The control points of $\beta \left(t\right)$ are shown as in Figure 5.The control polygon of the Bezier curve is drawn as in Figure 6. Finally, we can draw the Bezier curve as in Figure 7.

Figure 5. The control points of $\beta \left(t\right)$.

Figure 6. The control polygon of the Bezier curve.
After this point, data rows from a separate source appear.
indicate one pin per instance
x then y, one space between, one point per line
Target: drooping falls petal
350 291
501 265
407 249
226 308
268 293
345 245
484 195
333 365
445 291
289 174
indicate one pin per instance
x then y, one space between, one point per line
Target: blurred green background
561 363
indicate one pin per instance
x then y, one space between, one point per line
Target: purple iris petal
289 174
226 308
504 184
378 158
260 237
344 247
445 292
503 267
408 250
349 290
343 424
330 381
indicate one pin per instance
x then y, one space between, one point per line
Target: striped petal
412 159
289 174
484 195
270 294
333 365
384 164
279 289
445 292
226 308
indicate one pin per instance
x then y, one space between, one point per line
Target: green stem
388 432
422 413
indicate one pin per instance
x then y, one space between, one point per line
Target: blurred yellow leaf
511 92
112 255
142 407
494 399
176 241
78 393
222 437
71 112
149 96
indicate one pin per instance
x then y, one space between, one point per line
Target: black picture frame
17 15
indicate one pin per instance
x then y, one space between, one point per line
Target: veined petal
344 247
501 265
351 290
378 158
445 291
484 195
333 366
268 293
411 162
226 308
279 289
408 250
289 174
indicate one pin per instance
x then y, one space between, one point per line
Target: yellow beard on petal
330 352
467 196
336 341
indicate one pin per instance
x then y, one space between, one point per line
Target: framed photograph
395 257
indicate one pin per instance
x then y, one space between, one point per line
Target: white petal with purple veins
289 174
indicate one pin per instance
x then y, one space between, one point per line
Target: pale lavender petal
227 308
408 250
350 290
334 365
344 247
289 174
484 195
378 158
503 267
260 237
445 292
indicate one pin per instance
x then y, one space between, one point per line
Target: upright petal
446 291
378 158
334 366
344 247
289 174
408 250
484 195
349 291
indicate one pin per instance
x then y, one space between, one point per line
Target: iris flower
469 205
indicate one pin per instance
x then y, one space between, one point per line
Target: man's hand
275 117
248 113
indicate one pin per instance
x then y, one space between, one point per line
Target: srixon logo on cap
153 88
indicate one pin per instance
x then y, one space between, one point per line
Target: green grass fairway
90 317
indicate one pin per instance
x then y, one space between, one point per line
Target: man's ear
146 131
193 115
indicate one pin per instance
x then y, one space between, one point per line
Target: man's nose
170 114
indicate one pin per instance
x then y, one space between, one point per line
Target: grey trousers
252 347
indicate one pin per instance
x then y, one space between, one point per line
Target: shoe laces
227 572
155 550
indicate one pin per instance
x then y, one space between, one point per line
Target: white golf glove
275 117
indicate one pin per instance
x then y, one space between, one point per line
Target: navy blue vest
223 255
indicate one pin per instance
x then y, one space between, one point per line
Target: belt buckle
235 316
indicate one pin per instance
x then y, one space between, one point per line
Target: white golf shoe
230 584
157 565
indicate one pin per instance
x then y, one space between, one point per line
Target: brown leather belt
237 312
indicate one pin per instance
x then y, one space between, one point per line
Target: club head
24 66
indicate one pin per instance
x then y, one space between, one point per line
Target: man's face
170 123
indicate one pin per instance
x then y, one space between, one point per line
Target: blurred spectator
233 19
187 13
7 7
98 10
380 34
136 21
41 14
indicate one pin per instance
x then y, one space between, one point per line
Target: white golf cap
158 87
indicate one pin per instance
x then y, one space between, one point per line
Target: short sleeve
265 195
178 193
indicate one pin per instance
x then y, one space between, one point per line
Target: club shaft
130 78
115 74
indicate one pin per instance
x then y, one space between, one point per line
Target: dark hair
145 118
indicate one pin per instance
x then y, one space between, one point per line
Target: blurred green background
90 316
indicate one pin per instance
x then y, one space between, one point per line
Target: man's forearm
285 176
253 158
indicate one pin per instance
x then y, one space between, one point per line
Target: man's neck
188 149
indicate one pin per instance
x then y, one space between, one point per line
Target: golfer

Figure 7. The Bezier curve according to the control points.

Example

Let the curve $\gamma \left(t\right)$ be given in ${\mathbb{R}}^4$ as $\begin{array}{rl}\gamma \left(t\right)& =(6+3t-2t^2+8t^3+{11}^4,-t+7t^3+15t^4,\\ & -5+20t+11t^2+20t^3-2t^4,5t+17t^2\\ & +20t^3+18t^4).\end{array}$ The coefficients matrix of $\gamma \left(t\right)$ is $C=\left[\begin{array}{cccc}6& 0& -5& 0\\ 3& -4& 20& 5\\ 2& 0& 11& 17\\ 8& 7& 20& 20\\ 11& 15& -2& 18\\ 12& 15& 18& 23\end{array}\right].$ The creator matrix A and the inverse of the creator matrix B are as follows. $A=\left[\begin{array}{cccccc}1& 0& 0& 0& 0& 0\\ -5& 5& 0& 0& 0& 0\\ 10& -20& 100& 0& 0& 0\\ -10& 30& -30& 10& 0& 0\\ 5& -20& 30& -20& 5& 0\\ -1& 5& -10& 10& 5& 1\end{array}\right]$ and $B=\left[\begin{array}{cccccc}1& 0& 0& 0& 0& 0\\ 1& 0.2& 0& 0& 0& 0\\ 1& 0.4& 0.1& 0& 0& 0\\ 1& 0.6& 0.3& 0.1& 0& 0\\ 1& 0.8& 0.6& 0.4& 0.2& 0\\ 1& 1& 1& 1& 1& 1\end{array}\right].$ Thus we have the control points of $\gamma \left(t\right)$ as a Bezier curve is found as $p_0=(6,0,-5,0),$ $\begin{array}{rl}{p}_1& =(6.6,-0.8,-1,1),p_2=(7.4,-1.6,4.1,3.7),\\ & p_3=(9.2,1.7,12.3,10.1),\\ p_4& =(15,2.6,25.2,25.8),p_5=(42,33,62,83).\end{array}$

3.3. Derivative and integration on the Bezier curves

It is notable that if Bezier curve can be written as in Equation (5), this new argument can raise many advantages. For example, in case a representation as in Equation (5) it can be easily calculated the derivative, integration,…,etc of the Bezier curve. This is a clear advantage of writting a Bezier curve in matrix form. Here, we success this fact for Bezier curves. In addition, in the relevant literature the derivative and integration of various Bezier curves are calculated by classical ways. This case brings many difficulties. However, in this paper we calculate the derivative of the Bezier curves by means of the matrix form. This case can bring many advantages for the researchers. That is, in that case, we can calculate the derivative and integration of the Bezier curves easily. These are the contributions of this paper to the literature and its novelty and originality. This method, which defines the Bezier curve as the polynomial in the power basis $\left\{t^i\right\}$, is very useful in practice and computer science. Suppose that the Bezier curve with $n-$control points is given as in Equation (5), $BZ\left(t\right)=T.A.P.$ In this case, the derivative of $BZ\left(t\right)$ is $\frac{\mathrm{d}\left(BZ\right(t\left)\right)}{\mathrm{d}t}=\frac{\mathrm{d}T}{\mathrm{d}t}.A.P$

and $\frac{\mathrm{d}T}{\mathrm{d}t}=[0,1,2t,3t^2,\dots ,k{t}^{k-1},\dots ,n{t}^{n-1}].$ We can calculate the successive derivative $\frac{d^k\left(BZ\right(t\left)\right)}{d^{k}t},$ $1\le k\le n.$

Furthermore, we can calculate easily the integration of a Bezier curve using the form in Equation (5). So, the integration of $BZ\left(t\right)$ is $\int BZ\left(t\right)\mathrm{d}t=\left(\int T\mathrm{d}t\right)A.P.$

4. Conclusion

In computer-aided geometric design (CAGD), one of the main problem is to calculate the control points of a Bezier curve with unknown control points. In this article, a matrix is defined and called a creator matrix. The product of creator matrix of the control points gives us the Bezier curve. Conversely, since the creator matrix is invertible, inverse of the creator matrix can be used to find the control points of the Bezier curve.

Disclosure statement

No potential conflict of interest was reported by the authors.